I mean, this is so bad it stops thought. I have no idea how to fix it or what I would do. (I’m also not a designer!) “HU2H” looks just like “Huh?” (Not entirely inappropriate, maybe?)

So I mean….why not call it, “Hush, Hush” instead of “Hush 2”? Then, instead of falling on your face doing the “replace the letter with a number that looks nothing like the letter” trick, you can do, I dunno, overlapping overlays of the word Hush with images in the overlap, or….the logo casting the shadow with something inside the shadow, or…

Call it Hushh? Call it Hush 2 but use the roman letters so it’s “Hush II” and then work the “II” into the vertical bits of the second H? Do Something, DC!

Anyway.
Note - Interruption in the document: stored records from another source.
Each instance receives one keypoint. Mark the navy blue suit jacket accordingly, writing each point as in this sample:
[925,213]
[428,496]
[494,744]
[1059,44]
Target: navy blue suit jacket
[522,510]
That’s where I’ve got to leave it, although…

Why is it when I think Ali Wong, and Sean Levy & Ryan Reynolds & 3(!) other screenwriters didn’t put in the work, I have to craft a heartfelt “whatever, if they’re not going to put in the work, why should I” post….but when fucking DC Comics clearly doesn’t put any fucking effort into promoting a Batman comic they don’t really need to promote beyond announcing (and, really, are they wrong?), I’m all “give me the pen, you dummies! I’ll show you how it’s done!”?

I don’t know. Maybe that’ll be the post for next time. Or maybe it’s best not to think about it.

I hope you’re well! And I hope you have a good week.